The film kicks off with a small elementary school making a time capsule that is to be opened 50 years later. Each kid from a certain class draws what they think the future will look like in the year 2009. A strange girl, instead of drawing a pretty picture of rockets and flying cars, draws an endless row of numbers that seem to be gibberish, but of course they’re not.
Fast-forward 50 years and the time capsule is being opened by Nicolas Cage’s son and fellow class. Of course Nicolas Cage ends up with this sheet of paper and begins to understand its meaning as events unravel. That was to be expected and isn’t why I was pleasantly surprised. The film takes a swing at the question “why are we here,” and it does it with style. As the film develops it drops easter eggs here and there relating to religion. I wasn’t really sure where it was going, I just knew I didn’t want it to end like Indy 4 and have aliens all over the place.
I, of course, was wrong and that’s pretty much what happens. But what it does along with that is to take many of the founding ideas of religion and give them a more-or-less “scientific” explanation; angels, Adam & Eve, God.

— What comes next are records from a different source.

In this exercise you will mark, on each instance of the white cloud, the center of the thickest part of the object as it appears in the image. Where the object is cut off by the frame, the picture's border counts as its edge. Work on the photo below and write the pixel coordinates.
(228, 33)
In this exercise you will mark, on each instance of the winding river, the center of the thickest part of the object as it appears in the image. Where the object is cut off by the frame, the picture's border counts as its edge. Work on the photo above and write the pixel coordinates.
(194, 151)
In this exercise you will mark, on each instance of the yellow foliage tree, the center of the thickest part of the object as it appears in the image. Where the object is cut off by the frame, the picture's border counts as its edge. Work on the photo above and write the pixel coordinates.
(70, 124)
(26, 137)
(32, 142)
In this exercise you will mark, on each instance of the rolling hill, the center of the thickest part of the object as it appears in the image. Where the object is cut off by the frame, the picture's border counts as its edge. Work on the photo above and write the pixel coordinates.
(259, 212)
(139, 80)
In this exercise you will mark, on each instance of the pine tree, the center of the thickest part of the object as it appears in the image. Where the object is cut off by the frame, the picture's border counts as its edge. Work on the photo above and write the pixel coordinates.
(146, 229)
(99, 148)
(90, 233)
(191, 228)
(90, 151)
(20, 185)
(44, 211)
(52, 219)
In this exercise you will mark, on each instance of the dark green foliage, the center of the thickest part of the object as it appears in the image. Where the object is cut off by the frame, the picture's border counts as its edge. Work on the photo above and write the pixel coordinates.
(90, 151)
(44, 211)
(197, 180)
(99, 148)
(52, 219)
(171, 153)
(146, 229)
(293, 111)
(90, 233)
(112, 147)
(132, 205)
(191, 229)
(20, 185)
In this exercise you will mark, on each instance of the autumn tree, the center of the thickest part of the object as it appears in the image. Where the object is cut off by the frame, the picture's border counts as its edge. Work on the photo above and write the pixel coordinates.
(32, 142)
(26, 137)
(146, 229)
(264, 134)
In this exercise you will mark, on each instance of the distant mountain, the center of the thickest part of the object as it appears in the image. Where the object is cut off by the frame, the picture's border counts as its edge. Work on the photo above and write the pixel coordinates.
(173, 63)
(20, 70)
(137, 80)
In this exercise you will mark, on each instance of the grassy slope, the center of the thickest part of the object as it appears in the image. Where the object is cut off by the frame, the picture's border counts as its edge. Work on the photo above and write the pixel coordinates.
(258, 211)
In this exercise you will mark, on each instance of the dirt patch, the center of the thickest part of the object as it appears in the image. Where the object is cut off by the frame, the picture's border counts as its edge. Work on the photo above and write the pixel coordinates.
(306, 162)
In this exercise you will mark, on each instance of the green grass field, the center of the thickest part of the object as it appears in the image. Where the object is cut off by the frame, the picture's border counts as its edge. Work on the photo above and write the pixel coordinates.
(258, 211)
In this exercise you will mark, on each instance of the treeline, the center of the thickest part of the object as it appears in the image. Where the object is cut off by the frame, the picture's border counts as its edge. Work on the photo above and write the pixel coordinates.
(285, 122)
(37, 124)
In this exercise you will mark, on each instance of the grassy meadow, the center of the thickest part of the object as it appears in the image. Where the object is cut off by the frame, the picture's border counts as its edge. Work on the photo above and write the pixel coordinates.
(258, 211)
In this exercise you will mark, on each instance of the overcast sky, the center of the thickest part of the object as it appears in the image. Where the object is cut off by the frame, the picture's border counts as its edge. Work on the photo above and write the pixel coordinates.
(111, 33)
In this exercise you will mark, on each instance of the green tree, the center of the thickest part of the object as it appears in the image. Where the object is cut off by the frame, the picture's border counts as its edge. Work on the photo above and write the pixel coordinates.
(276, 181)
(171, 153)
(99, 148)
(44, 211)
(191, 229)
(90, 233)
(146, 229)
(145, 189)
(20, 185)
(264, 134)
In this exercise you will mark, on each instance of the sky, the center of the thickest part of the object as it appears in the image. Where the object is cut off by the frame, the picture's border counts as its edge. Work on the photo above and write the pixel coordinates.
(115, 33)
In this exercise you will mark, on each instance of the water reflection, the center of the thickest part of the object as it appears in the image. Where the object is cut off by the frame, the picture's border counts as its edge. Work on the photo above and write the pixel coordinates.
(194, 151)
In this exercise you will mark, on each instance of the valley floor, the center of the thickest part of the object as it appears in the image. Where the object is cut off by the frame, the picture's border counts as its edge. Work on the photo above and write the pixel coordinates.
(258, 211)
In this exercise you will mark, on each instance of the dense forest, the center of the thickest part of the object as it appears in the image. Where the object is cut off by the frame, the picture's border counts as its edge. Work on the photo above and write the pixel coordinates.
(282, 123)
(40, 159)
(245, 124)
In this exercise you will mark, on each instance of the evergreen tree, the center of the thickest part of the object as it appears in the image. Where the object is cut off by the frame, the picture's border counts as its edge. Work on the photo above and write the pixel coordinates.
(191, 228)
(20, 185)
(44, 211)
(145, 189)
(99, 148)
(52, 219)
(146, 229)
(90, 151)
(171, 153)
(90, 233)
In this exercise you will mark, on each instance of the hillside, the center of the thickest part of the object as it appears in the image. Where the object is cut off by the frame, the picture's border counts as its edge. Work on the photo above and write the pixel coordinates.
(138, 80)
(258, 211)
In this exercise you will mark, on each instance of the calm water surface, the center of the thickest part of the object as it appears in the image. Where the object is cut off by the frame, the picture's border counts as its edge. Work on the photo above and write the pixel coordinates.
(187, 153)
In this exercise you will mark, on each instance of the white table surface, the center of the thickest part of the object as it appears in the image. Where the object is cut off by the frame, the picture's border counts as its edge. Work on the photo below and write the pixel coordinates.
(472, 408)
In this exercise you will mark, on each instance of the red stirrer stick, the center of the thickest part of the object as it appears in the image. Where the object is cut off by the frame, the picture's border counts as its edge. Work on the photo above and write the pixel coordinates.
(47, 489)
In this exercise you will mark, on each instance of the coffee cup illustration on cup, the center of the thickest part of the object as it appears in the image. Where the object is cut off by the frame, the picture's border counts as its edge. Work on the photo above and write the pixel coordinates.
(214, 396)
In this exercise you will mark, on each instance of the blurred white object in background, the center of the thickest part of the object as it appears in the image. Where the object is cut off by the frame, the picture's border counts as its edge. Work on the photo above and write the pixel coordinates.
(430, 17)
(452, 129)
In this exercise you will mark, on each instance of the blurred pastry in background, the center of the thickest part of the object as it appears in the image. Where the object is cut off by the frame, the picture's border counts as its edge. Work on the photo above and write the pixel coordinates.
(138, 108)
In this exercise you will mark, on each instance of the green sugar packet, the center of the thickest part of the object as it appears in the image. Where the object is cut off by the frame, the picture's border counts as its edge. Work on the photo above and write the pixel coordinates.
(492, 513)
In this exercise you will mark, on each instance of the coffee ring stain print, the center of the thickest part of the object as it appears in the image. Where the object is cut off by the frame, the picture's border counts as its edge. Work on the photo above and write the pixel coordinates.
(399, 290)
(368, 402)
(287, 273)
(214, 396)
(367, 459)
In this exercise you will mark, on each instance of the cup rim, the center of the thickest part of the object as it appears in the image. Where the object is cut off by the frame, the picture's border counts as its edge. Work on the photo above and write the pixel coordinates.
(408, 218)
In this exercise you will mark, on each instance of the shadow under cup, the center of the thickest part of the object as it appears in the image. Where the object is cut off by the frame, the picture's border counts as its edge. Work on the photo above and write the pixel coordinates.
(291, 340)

It makes the point that thousands of years ago humans were too naive to understand certain phenomena they witnessed. We simply hadn’t evolved enough, and with a strange game of telephone over the last few thousand years, the events that took place back then became deified.
Again, this is by far not Nicolas Cage’s masterpiece, but it is worthy of your attention. Regardless of the fact that we have to make-believe that Nick Cage is a professor at MIT, I was still wondering what would happen next at every moment. It’s not as cheap of an attempt to draw an audience an many of his latest endeavors.